Finally, upholding the citizen suit provision is consistent with the purposes of the SMCRA. Section 102(i) of the Act, 30 U.S.C. § 1202(i), urges public participation in developing, revising, and enforcing federal and state programs.

4. Citizen Access

30 C.F.R. § 786.27(b)(2), 44 Fed. Reg. 15381, requires that private persons be allowed to accompany inspectors when a private citizen complaint prompted the inspection. The statutory [10 ELR 20212] basis for citizen access is found at § 521(a)(1) of the Act, 30 U.S.C. § 1271(a)(1). This section states in relevant part:

When the Federal inspection results from information provided to the Secretary by any person, the Secretary shall notify such person when the Federal inspection is proposed to be carried out and such person shall be allowed to accompany the inspector during the inspection.

Virginia argues that although § 521(a) expressly requires citizen access for federal inspections, the Act fails to impose a similar requirement upon the states.

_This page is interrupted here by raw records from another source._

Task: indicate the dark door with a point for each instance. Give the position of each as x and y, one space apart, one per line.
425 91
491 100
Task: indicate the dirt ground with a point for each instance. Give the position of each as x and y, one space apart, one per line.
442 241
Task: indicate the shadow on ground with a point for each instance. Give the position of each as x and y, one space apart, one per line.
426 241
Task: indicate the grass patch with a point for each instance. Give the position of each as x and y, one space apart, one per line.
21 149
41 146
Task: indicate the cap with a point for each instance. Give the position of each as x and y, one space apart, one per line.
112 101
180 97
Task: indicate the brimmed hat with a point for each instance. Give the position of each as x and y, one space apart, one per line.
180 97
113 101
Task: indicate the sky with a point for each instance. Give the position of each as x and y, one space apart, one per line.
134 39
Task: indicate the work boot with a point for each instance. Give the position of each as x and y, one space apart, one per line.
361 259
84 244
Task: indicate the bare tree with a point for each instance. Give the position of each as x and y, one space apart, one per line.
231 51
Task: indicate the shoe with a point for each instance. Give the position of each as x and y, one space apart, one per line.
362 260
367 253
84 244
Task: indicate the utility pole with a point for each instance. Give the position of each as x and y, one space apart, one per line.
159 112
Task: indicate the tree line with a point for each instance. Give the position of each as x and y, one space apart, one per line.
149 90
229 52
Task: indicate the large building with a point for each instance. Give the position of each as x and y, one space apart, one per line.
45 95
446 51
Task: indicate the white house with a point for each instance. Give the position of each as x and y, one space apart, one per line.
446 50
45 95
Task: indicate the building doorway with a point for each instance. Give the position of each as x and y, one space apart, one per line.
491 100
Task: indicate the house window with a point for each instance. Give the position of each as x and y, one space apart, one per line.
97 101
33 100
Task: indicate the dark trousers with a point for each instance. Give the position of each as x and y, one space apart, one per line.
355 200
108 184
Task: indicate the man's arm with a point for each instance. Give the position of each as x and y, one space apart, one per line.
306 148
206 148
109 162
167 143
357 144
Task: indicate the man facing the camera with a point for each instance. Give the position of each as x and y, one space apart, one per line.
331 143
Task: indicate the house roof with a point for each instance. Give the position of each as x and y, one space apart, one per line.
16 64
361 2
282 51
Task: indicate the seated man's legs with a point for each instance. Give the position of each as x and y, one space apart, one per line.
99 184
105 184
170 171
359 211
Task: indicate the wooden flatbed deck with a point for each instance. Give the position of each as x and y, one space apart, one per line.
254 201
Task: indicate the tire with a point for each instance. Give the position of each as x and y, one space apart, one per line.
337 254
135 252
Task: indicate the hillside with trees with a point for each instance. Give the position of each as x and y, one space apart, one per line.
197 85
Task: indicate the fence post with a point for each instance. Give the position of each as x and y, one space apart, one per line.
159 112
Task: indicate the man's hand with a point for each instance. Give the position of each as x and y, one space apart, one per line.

Virginia notes the only reference to state programs in § 521 (enforcement) appears at subsection 521(d). This subsection requires a state program to "incorporate sanctions no less stringent than those set forth in this section, and shall contain the same or similar procedural requirements relating thereto." Virginia argues that the word "thereto" refers to "sanctions." According to Virginia, the citizen access provision of § 521(a) is unrelated to sanctions. Therefore, § 521(d) fails to provide statutory support for including citizen access in state programs.

The government takes a divergent view of § 521(d). It argues that the word "thereto" refers to "enforcement provision"8 rather than to "sanction." Because citizen access is one component of § 521's enforcementprovisions, § 521(d) requires state programs to incorporate citizen access.

The government's argument is persuasive. The use of the conjunctive word "and," and in the first sentence of § 521(d), indicates that both phrases after the word "thereof" refer back to "enforcement provisions." Hence, the enforcement provisions of § 521 shall: (1) "at a minimum, incorporate sanctions no less stringent than those set forth in this section, and [2] shall contain the same or similar procedural requirements relating thereto." The procedural requirement of citizen access is thus a proper condition for approval of a state program.9

5. Point System for Penalties

Section 518(i) of the Act, 30 U.S.C. § 1268(i), requires that a state program "shall, at a minimum, incorporate penalties no less stringent than those set forth in this section, and shall contain the same or similar procedural requirements relating thereto." Pursuant to this section, the Secretary established a point system for assessing civil penalties. 30 C.F.R. § 845, 44 Fed. Reg. 15461-63 (1979). Two other regulations, 30 C.F.R. § 732.15(b)(7), 44 Fed. Reg. 15327 (1979), and 30 C.F.R. § 840.13(a), 44 Fed. Reg. 15456 (1979), require that a state program be consistent with 30 C.F.R. § 845.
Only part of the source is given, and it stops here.